Now, listening to the soft murmur of the physicians’ voices from within Miss Perkins’s office, Una felt sick and jittery. She tasted blood and realized she’d chewed her cuticles raw like a trapped rat gnawing off its own tail. When the door opened, and Superintendent Perkins waved her in, Una stood slowly, not trusting her legs.

Dr. Pingry and Dr. Allen passed her on their way out. Dr. Pingry looked annoyed as if meeting with the superintendent had been but one more bother in his already irksome day. Dr. Allen’s countenance was more grave, his gray eyes refusing to meet her own.

Miss Perkins did not offer a chair, and Una didn’t presume to sit, even though her feet ached and her head was light with hunger. “I’m told a patient on your ward died unexpectedly today.”

“Yes, ma’am.”

“Dr. Pingry speculates it was due to asphyxia caused by an accumulation of mucus in the trachea during his inhalation of ether.”

Una wasn’t sure what to say, so she remained silent.

“He further speculates that for such a thing to occur in an otherwise healthy patient, food was likely ingested prior to the administration of the

ether.”

“I told—”

“Dr. Pingry will deal with Dr. Allen and censure him as he sees fit. For his part, Dr. Allen claims he was unaware of the patient’s condition prior to giving the ether, and I am in no position to question his statement. I am, however, in a position to determine what went wrong with his nursing care.”

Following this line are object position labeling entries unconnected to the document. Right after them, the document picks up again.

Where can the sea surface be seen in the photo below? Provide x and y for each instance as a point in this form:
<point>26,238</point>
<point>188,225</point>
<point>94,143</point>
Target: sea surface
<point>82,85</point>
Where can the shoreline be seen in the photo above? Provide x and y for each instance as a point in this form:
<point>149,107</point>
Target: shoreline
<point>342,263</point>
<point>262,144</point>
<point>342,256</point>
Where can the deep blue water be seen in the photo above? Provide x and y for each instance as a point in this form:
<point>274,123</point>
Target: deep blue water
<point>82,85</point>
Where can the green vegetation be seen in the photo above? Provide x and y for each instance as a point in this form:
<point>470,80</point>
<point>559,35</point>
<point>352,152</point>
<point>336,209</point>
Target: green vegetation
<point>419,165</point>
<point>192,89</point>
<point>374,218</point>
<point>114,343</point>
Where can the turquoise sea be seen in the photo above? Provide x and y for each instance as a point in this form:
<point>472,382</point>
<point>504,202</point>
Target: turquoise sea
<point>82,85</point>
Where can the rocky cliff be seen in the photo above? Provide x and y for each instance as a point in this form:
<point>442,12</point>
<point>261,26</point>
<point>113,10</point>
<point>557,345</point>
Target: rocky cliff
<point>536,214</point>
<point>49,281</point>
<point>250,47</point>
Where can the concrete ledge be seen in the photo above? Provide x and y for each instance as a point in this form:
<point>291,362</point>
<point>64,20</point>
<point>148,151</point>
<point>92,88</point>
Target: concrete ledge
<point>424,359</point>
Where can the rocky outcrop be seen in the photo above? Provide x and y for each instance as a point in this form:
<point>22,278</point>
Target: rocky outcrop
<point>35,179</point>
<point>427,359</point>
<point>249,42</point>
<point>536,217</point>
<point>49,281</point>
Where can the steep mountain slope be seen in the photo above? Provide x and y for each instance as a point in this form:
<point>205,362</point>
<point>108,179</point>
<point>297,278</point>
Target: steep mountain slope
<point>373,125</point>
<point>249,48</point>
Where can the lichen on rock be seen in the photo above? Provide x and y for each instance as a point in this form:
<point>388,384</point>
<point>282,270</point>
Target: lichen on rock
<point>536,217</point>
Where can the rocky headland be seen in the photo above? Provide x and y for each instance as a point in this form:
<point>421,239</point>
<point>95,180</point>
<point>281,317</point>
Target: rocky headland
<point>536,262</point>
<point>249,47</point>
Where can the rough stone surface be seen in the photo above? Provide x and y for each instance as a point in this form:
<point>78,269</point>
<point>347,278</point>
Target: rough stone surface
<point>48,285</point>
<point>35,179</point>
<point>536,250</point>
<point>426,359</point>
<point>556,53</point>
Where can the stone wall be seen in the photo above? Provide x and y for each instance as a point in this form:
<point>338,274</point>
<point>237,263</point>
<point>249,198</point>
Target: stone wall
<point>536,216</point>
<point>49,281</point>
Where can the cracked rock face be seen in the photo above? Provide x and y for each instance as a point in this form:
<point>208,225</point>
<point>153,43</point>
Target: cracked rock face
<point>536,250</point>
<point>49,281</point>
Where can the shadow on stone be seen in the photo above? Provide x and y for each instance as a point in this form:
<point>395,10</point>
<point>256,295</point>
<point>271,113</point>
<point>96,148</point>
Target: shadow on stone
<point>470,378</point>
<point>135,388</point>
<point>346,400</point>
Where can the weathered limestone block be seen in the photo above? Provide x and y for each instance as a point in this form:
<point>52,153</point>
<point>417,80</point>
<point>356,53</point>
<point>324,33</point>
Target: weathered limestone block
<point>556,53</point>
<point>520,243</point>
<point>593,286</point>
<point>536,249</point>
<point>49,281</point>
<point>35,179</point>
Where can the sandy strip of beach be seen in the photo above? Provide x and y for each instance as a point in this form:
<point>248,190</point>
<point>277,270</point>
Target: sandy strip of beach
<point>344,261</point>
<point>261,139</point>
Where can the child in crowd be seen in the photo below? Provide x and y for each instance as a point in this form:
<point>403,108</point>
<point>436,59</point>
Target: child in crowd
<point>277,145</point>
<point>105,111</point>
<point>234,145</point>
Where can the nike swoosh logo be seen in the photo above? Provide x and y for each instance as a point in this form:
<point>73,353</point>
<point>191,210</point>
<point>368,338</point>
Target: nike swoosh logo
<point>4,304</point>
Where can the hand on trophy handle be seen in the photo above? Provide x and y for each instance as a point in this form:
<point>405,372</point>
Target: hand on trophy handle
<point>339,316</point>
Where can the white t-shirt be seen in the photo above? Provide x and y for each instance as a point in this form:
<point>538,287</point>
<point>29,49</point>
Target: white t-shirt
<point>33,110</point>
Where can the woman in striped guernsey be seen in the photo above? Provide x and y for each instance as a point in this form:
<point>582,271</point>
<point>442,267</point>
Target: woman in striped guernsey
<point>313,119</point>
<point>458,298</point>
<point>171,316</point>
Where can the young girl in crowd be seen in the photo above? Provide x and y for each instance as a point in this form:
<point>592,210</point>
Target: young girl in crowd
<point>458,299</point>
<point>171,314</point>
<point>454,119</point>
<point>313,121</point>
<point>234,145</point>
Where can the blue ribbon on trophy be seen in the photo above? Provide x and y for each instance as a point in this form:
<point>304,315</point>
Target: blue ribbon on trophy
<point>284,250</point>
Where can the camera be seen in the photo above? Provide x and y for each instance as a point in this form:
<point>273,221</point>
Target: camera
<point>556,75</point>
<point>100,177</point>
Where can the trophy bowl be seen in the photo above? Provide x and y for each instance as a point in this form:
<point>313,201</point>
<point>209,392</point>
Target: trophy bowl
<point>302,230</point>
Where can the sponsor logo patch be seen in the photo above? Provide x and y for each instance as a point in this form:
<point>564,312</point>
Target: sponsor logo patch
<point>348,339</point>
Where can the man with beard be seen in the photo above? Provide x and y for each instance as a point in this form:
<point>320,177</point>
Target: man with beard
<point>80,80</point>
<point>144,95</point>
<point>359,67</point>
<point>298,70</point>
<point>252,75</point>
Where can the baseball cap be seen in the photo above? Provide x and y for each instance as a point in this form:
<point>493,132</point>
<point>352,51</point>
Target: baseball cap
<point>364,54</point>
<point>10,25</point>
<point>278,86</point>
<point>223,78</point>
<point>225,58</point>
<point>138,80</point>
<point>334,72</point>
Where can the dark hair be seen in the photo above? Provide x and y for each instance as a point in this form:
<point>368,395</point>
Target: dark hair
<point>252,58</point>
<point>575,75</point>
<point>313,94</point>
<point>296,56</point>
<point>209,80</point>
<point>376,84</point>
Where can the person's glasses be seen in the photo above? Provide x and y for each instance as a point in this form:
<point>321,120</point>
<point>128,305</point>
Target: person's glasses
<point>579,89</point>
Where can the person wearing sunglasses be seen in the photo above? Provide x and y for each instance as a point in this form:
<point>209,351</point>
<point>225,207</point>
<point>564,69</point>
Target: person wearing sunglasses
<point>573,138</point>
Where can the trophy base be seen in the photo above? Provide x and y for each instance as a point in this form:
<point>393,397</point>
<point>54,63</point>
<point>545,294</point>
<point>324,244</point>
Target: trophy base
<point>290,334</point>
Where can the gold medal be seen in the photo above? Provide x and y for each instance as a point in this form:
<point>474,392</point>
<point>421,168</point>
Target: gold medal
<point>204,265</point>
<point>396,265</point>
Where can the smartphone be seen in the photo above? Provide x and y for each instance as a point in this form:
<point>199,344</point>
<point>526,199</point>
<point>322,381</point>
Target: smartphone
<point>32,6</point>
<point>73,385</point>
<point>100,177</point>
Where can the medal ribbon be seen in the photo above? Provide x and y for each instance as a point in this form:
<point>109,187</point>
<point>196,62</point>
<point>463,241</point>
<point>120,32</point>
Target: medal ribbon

Una’s mouth was as dry as tinder, but she resisted the urge to smack her lips or swallow, lest she appear guilty. “I did not feed Mr. Knauff anything.”

“So he had not eaten?”

Una’s mind scrambled for an answer.

“I trust you understand how serious this is, Miss Kelly. I expect nothing less than complete and honest disclosure.”

Una nodded, wishing she’d had a chance to talk to Dru and get their story straight before being summoned here to answer to Miss Perkins. “He may have eaten before he arrived on the ward.”

“But surely that information would have been relayed to you when he arrived by the transferring nurse.”

“I . . .” Her tongue was so sticky it was hard to form the words. “I don’t remember being told whether the patient had eaten or not, but I assumed, as he was being transferred for surgery, that he’d been made to fast that morning.”

“You don’t remember being told, or you were not told?” When Una didn’t answer, Miss Perkins reached for her pen. “I’m afraid I have no choice then, but to—”

“Wasn’t told. I wasn’t told.”

“I see. And from whom did you receive this deficient report?”

Una looked down. She opened her mouth, closed it again, then finally forced herself to spit out, “Nurse Lewis.”